Star forward Megan Rapinoe said Ellis adapted to a changing game and players over the years.

“Constantly trying to keep up with that, keep above it, with personnel and the way we’re been trying to play, she’s been pretty adaptable in that way,” Rapinoe said. “It would nice to send her out with a win after back-to-back World Cups.”

Forward Carli Lloyd said Ellis leaves the team’s legacy in a strong place.

“It’s been a fantastic journey to be a part of,” Lloyd said. “It’s finding a way. It took all 23 players, like it always does. Every major tournament, the story line is different. And it’s only going to get harder and harder. Winning is great, but without the journey, there would be no end bit.”

Goalkeeper Alyssa Naeher calls it a fitting celebration after their victory in France.

“This team has been something special,” Naeher said. “Coming off this summer … to celebrate Jill and what she’s done for U.S. soccer and this team.”

Ellis said she decided in December this would be her last year in charge, win or lose.

“If you’re blessed to do a back-to-back World Cup, it’s pretty unusual,” Ellis said. “There’s a shelf life to this job, I believe, and I think that’s healthy. It allows the ability to have change and perspective. It’s not like a college job, where there’s an incoming class.”

Ellis added she’s looking forward to attending more birthdays with her daughter, Lily.

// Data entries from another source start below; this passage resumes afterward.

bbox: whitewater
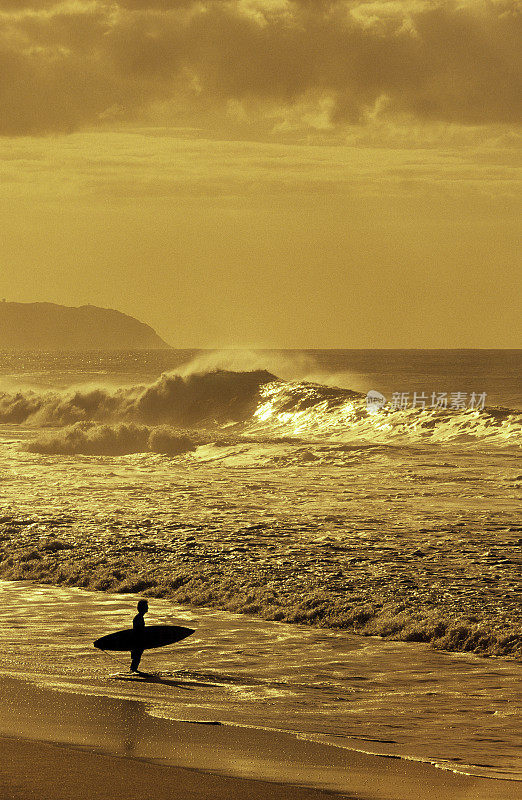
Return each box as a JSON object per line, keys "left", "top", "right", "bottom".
{"left": 0, "top": 349, "right": 520, "bottom": 783}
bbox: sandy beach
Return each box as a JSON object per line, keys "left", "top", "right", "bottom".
{"left": 0, "top": 579, "right": 521, "bottom": 800}
{"left": 1, "top": 674, "right": 520, "bottom": 800}
{"left": 0, "top": 736, "right": 340, "bottom": 800}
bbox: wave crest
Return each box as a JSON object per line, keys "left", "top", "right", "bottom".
{"left": 0, "top": 369, "right": 275, "bottom": 427}
{"left": 250, "top": 382, "right": 521, "bottom": 446}
{"left": 2, "top": 368, "right": 520, "bottom": 448}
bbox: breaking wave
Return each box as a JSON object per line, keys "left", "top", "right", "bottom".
{"left": 0, "top": 369, "right": 275, "bottom": 427}
{"left": 27, "top": 423, "right": 196, "bottom": 457}
{"left": 250, "top": 381, "right": 521, "bottom": 447}
{"left": 0, "top": 368, "right": 520, "bottom": 451}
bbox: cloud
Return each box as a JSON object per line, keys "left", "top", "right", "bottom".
{"left": 1, "top": 128, "right": 520, "bottom": 205}
{"left": 0, "top": 1, "right": 520, "bottom": 136}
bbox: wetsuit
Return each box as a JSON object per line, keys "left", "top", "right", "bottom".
{"left": 130, "top": 612, "right": 145, "bottom": 672}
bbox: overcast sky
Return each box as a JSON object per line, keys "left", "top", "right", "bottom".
{"left": 1, "top": 0, "right": 520, "bottom": 347}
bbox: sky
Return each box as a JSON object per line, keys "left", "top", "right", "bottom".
{"left": 0, "top": 0, "right": 520, "bottom": 348}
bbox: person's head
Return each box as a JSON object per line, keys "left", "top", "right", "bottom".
{"left": 137, "top": 599, "right": 148, "bottom": 614}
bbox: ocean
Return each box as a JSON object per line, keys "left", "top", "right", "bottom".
{"left": 0, "top": 349, "right": 520, "bottom": 784}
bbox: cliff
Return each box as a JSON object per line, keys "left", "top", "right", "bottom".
{"left": 0, "top": 302, "right": 171, "bottom": 350}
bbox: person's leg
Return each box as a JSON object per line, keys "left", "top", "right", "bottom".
{"left": 130, "top": 648, "right": 143, "bottom": 672}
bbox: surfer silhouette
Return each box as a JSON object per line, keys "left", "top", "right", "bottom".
{"left": 130, "top": 599, "right": 148, "bottom": 673}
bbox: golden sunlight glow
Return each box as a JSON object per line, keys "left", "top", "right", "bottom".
{"left": 0, "top": 0, "right": 520, "bottom": 346}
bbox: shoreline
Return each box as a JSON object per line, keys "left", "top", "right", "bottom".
{"left": 1, "top": 674, "right": 520, "bottom": 800}
{"left": 1, "top": 514, "right": 521, "bottom": 659}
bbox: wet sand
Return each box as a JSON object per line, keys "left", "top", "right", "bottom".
{"left": 0, "top": 676, "right": 520, "bottom": 800}
{"left": 2, "top": 580, "right": 521, "bottom": 782}
{"left": 0, "top": 737, "right": 340, "bottom": 800}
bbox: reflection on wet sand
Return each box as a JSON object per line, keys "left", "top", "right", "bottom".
{"left": 0, "top": 581, "right": 520, "bottom": 782}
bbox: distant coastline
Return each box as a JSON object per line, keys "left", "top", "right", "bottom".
{"left": 0, "top": 302, "right": 171, "bottom": 350}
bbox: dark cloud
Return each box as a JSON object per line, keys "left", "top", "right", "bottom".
{"left": 0, "top": 1, "right": 520, "bottom": 135}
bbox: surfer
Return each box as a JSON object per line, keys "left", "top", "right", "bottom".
{"left": 130, "top": 599, "right": 148, "bottom": 673}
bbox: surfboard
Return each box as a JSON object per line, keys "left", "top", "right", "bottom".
{"left": 94, "top": 625, "right": 195, "bottom": 652}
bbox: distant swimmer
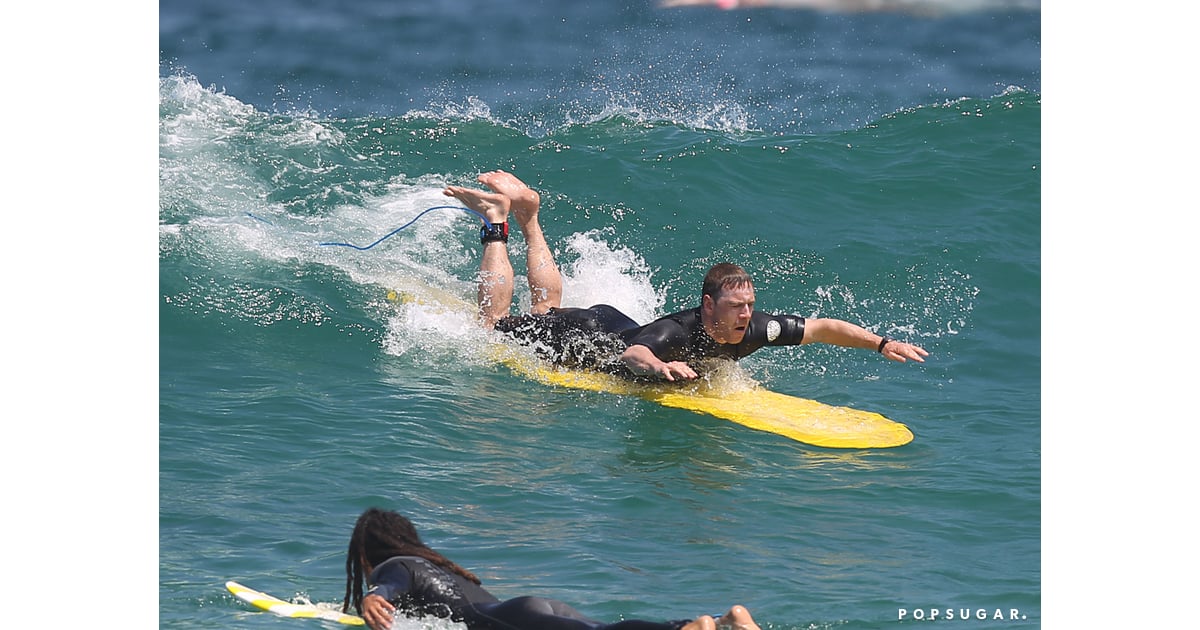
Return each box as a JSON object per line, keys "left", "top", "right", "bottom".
{"left": 344, "top": 507, "right": 766, "bottom": 630}
{"left": 658, "top": 0, "right": 1040, "bottom": 15}
{"left": 443, "top": 170, "right": 928, "bottom": 382}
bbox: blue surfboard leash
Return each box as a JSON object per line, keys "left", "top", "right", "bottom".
{"left": 316, "top": 205, "right": 494, "bottom": 251}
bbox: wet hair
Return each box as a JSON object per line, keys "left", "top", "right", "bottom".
{"left": 342, "top": 508, "right": 482, "bottom": 614}
{"left": 701, "top": 263, "right": 753, "bottom": 301}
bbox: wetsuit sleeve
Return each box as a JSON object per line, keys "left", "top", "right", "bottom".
{"left": 623, "top": 317, "right": 693, "bottom": 363}
{"left": 367, "top": 558, "right": 414, "bottom": 603}
{"left": 757, "top": 312, "right": 806, "bottom": 346}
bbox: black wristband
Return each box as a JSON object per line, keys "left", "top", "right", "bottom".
{"left": 480, "top": 221, "right": 508, "bottom": 244}
{"left": 877, "top": 337, "right": 891, "bottom": 353}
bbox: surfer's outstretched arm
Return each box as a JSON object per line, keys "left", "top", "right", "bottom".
{"left": 803, "top": 318, "right": 928, "bottom": 363}
{"left": 442, "top": 184, "right": 514, "bottom": 328}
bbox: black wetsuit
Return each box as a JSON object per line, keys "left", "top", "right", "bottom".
{"left": 495, "top": 305, "right": 807, "bottom": 375}
{"left": 367, "top": 556, "right": 690, "bottom": 630}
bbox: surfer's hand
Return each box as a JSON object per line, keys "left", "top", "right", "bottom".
{"left": 659, "top": 361, "right": 699, "bottom": 381}
{"left": 362, "top": 594, "right": 396, "bottom": 630}
{"left": 881, "top": 340, "right": 928, "bottom": 363}
{"left": 621, "top": 345, "right": 697, "bottom": 380}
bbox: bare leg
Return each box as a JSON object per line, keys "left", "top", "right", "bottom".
{"left": 443, "top": 184, "right": 513, "bottom": 328}
{"left": 475, "top": 170, "right": 563, "bottom": 314}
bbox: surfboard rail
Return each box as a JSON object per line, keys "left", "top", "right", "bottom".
{"left": 226, "top": 581, "right": 365, "bottom": 625}
{"left": 498, "top": 349, "right": 915, "bottom": 449}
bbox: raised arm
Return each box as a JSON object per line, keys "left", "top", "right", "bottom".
{"left": 803, "top": 318, "right": 928, "bottom": 363}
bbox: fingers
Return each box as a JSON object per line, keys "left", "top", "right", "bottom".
{"left": 362, "top": 595, "right": 395, "bottom": 630}
{"left": 364, "top": 610, "right": 392, "bottom": 630}
{"left": 885, "top": 342, "right": 928, "bottom": 363}
{"left": 660, "top": 362, "right": 698, "bottom": 381}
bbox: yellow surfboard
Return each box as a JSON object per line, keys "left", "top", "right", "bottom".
{"left": 388, "top": 287, "right": 914, "bottom": 449}
{"left": 226, "top": 581, "right": 365, "bottom": 625}
{"left": 498, "top": 351, "right": 913, "bottom": 449}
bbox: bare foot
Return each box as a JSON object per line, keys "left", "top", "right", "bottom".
{"left": 477, "top": 170, "right": 541, "bottom": 228}
{"left": 443, "top": 185, "right": 510, "bottom": 226}
{"left": 716, "top": 606, "right": 761, "bottom": 630}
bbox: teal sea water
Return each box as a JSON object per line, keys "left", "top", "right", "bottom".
{"left": 158, "top": 2, "right": 1040, "bottom": 629}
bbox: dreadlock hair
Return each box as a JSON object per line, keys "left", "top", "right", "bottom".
{"left": 342, "top": 508, "right": 483, "bottom": 614}
{"left": 701, "top": 263, "right": 753, "bottom": 301}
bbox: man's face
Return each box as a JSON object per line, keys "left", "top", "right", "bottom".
{"left": 702, "top": 283, "right": 755, "bottom": 344}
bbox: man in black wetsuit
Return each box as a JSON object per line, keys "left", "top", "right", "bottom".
{"left": 443, "top": 171, "right": 928, "bottom": 381}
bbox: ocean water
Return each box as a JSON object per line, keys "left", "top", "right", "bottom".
{"left": 157, "top": 1, "right": 1041, "bottom": 629}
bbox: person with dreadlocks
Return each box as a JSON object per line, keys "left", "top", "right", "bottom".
{"left": 343, "top": 508, "right": 765, "bottom": 630}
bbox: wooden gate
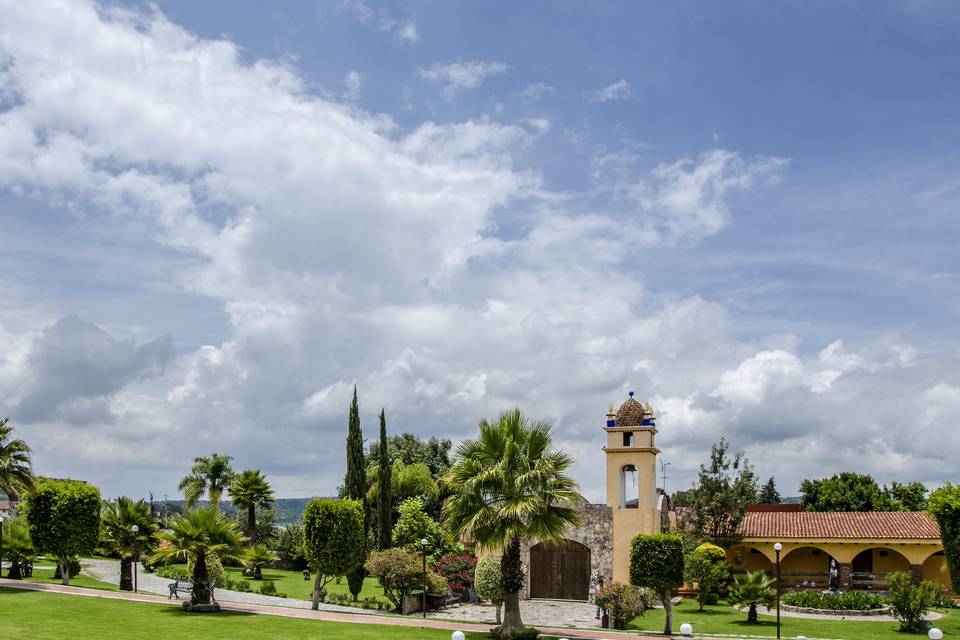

“There’s a personal peace to that decision,” Ellis said. “I feel good. I feel complete.”

A new coach will be hired after U.S. Soccer selects a new general manager for the team (18-1-2). With assistant coach Tony Gustavsson also retiring after eight years, the coaching search is wide open heading into the Tokyo Olympics.

“The game has changed significantly,” Ellis said. “To the person who comes after me, I’d say this is not 1991 or 1999. There’s a lot more teams playing with a lot more investment. The margins are pretty fine. I had the benefit of being an assistant prior to taking the job, so I knew the players.”

The British-born Ellis announced her retirement in July. She played college soccer at William & Mary and was head coach at Illinois and UCLA before joining the U.S. national ranks as an under-21 coach in 2000.

Ellis became the U.S. team head coach in 2014 and led it to eight overall tournament titles, including the 2015 and 2019 World Cup titles. The U.S. lost just seven matches during her tenure.

The 53-year-old Ellis said the new coach will have a “good sense of our players,” and “it’s just getting up to speed in the depth of the squad.”